During this first two weeks you need to:
- Eat about 150g (5oz) of protein per day, which should come from a portion about the size of your palm at each meal, plus two all-protein snacks per day.
- Eat around 20g of carbohydrates per day. A simple way to work this out is to use a set of measuring cups (a cup holds 250m1/8 fl oz). You should aim to eat approximately 3 cups of low GI vegetables or 2 cups of low GI vegetables and 1/2cup low GI fruit — at least half of which should be eaten raw.
- Get 30 per cent of your daily calorific intake from fats, which may include: olive oil, walnut oil, grapeseed oil, coconut oil, homemade mayonnaise, flaxseed oil, small amounts of butter, small amounts of sour cream
- Drink 8-10 glasses of water daily; you can also drink herbal teas, but avoid alcohol, soft drinks, tea and coffee, because caffeine interferes with ketosis
- Avoid artificial sweeteners, which can stimulate insulin secretion
- Rev up your protein levels by including at least one whey-protein drink per day
- Eat enough — otherwise you may start to burn muscle tissue
- Avoid starchy, carbohydrate-heavy foods such as pasta, bread and potatoes
- Beware of hidden carbohydrates in sauces and dressings
- Check the labels of all foodstuffs and avoid all processed foods
- Not give up!
Dietary Q&A
Q. I have been restricting my carbohydrate intake for days now and I have no energy.
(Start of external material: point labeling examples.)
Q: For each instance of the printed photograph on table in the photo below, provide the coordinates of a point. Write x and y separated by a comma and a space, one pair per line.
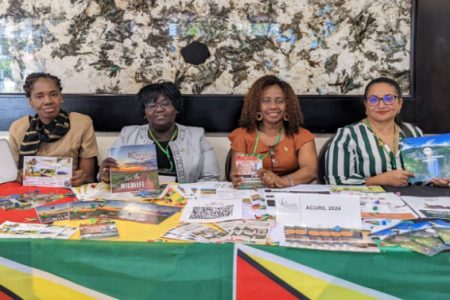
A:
426, 157
246, 168
52, 213
137, 169
98, 230
47, 171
I thought this plan was supposed to make me feel better, not worse.
A. Your body is adapting to the metabolic conversion of burning fat for energy instead of glucose. This takes about three days in most people, which is why it is usually best to start the diet over a weekend when you are able to relax more. After three days you should see a rise in your energy levels, but if you continue to feel lethargic or unwell, stop the plan and check with your doctor.
Q. Will I get enough fibre on this plan?
A. Fibre is provided by the inclusion of fibrous vegetables and fruit, and is increased if you eat most of these raw. However, if you experience constipation during the initial stages, try adding psyllium husks or psyllium- husk powder to your whey smoothies, because they comprise 100 per cent soluble fibre. Psyllium husks are pure dietary fibre, composed mostly of cellulose. They swell when they come into contact with water and release
a gelatinous mass (mucilage) which passes through the colon and aids easy elimination.
Q. Why does a low-carbohydrate diet cause bad breath?
A. When you are on the Fast-Track Plan and restricting your carbohydrates to around 20g (3/40z) per day, you will be burning ketones, which may cause your breath to smell a little unpleasant. Don't worry, this is easily masked by chewing parsley-oil capsules or by using a natural breath-freshener spray. Make sure that you drink plenty of water because this will help to neutralize the odour.